The importance of chert or flint from secondary deposits (e.g. river gravels) in prehistoric forager raw material economies is generally taken for granted. Yet, most studies trace the origin of the lithic raw materials used in the Palaeolithic past by comparison with rocks from discrete geological formations and geographical localities sampled in primary context. In PALMOBI, the analysis of flint artifact surfaces complemented the geochemical approach in order to address the following question: How to best characterise the primary and secondary environments from which stones used by prehistoric foragers derive? Petrographical and geochemical analyses of geological flint samples of Campanian ""Obourg"" flint derived from ""clays with flint"" from the Mons Basin indicate that cortical, endocortical and internal zones result in distinct geochemical signatures based on LA-ICP-MS measurements. Most of all, our results indicate that that pre-depositional processes seem to have a negligible effect on the reliability of the geochemical fingerprint of the genetic flint type, as long as the internal zone of the sample (i.e. lithic artefact) is being measured.
MOBILITY COSTS
PALMOBI examined the predictive ability of the ""attractiveness of raw material sources"" with respect to terrain difficulty, energy expenditure and other independent variables to understand why some sources were used more than others using a resource selection model. Assuming that (a) present day raw material occurrences can serve as proxies for the prehistoric landscape, and (b) that the number of lithic artefacts found in a lithic assemblage positively correlates with the attractiveness of a source area, changing strategies for procuring and managing supplies of siliceous raw materials from different source locations can be addressed. Based on a Geographical information system (GIS)-driven multivariate modelling approach, first results indicate that terrain difficulty and mobility costs matter and have a better predictive ability than Euclidean distance alone to explain EUP assemblage variability."

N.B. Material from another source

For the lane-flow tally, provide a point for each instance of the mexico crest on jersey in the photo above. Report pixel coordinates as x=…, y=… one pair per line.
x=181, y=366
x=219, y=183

Particularly, the evolutionary roots of non-egalitarian relationships and the various pathways that human societies have moved toward hierarchical structure and organisation are among the most interesting topics to be addressed through archaeological research. In January 2018, the fellow organised an international 'flagship' conference/workshop titled `Social Inequality before Farming?', held at the McDonald Institute for Archaeological Research. The conference brought together prehistoric archaeologists, cultural anthropologists and computational modellers to explore the processes that produce or lead a society away from egalitarianism and the way small-scale forager societies shape inequality.
The conference proceeding will be published in the brand new ""McDonald Monographs Conversations"" series, according to an Open-Access Gold policy. The conference volume will contribute to move research on social inequality and the variable socio-political organisation of pre-farming societies back to the centre of the archaeological agenda in European Palaeolithic research.